To ward four, and beyond
Those involved in the early adopter project insist that they would not have been better investing in alternative solutions. “Perhaps because we are in such a rural area, we are really committed to a vision of a single electronic care record and sharing information across healthcare boundaries,” says Fairclough.
“We have investigated putting electronic patient records into that sort of setting, and it is very expensive and very hard to do. When the national programme came along, we felt that for the first time people were listening to what we wanted, because being able to transfer records around Morecambe Bay is massive for us.”
Dr Schneidman is also convinced that Lorenzo is a good system. “This is the fourth or fifth EPR I have seen in my career, and it is the best I have seen in my career,” he says. “And I am very confident that at the end of the journey we have been on it will do what we want it to do.
“We in this trust have been willing t take some pain, because this will allow us to engineer change and, ultimately, patients will benefit from that.”
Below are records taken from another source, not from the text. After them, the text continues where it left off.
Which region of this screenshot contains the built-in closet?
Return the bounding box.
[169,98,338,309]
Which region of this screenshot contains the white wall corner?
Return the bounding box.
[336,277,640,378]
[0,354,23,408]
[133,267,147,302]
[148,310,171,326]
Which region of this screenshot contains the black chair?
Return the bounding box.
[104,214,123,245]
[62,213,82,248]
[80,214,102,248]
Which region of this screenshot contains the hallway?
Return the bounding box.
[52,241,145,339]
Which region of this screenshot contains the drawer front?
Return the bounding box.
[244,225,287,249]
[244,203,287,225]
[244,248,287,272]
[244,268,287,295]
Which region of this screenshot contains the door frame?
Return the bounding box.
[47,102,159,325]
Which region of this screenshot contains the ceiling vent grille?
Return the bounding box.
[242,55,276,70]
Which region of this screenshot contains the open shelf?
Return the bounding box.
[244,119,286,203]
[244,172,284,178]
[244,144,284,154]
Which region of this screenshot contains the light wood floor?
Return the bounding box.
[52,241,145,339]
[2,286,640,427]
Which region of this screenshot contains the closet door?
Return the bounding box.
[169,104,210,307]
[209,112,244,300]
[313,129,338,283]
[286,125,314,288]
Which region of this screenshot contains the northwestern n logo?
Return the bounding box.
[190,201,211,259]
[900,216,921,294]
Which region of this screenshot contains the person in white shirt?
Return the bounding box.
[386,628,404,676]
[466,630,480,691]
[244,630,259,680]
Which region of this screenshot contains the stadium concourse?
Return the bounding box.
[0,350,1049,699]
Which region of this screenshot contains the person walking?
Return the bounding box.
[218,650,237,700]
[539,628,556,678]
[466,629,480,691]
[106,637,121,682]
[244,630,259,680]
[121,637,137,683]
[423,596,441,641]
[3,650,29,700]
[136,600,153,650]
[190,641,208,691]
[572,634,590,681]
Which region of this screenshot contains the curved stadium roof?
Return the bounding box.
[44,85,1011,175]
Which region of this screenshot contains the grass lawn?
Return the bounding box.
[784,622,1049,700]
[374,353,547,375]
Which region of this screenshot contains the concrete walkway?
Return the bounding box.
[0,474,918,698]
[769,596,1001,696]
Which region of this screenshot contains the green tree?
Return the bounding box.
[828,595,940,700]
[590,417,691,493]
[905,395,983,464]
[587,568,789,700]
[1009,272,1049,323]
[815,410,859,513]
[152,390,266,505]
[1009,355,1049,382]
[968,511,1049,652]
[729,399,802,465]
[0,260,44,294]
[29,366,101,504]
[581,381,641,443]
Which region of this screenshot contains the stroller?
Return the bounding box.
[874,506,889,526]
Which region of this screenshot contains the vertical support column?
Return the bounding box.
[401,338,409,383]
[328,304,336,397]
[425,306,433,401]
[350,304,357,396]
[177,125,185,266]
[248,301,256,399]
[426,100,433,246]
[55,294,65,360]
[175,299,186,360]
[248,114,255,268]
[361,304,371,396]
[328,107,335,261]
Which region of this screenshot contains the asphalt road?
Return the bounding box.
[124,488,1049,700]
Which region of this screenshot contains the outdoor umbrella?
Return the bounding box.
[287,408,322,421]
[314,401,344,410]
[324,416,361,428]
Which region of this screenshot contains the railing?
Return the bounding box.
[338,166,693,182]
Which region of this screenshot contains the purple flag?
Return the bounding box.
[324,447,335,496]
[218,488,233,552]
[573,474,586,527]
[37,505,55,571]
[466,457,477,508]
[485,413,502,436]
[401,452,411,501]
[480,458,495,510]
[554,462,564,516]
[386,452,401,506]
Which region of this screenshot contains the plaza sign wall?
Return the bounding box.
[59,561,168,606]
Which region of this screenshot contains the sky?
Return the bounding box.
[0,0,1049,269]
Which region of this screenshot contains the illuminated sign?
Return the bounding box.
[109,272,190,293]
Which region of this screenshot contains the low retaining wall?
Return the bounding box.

Nobody is willing to say, on the record, when the “hard landing” for Lorenzo will take place or when it will be rolled out beyond its next “soft landing” in Lancaster. But Fairclough says: “The intention is that, when we get to the end of the pilot phase, we will learn all the lessons and then move the project team into deployment mode. At that point, we will want to do a ward every fortnight, or perhaps go even quicker.”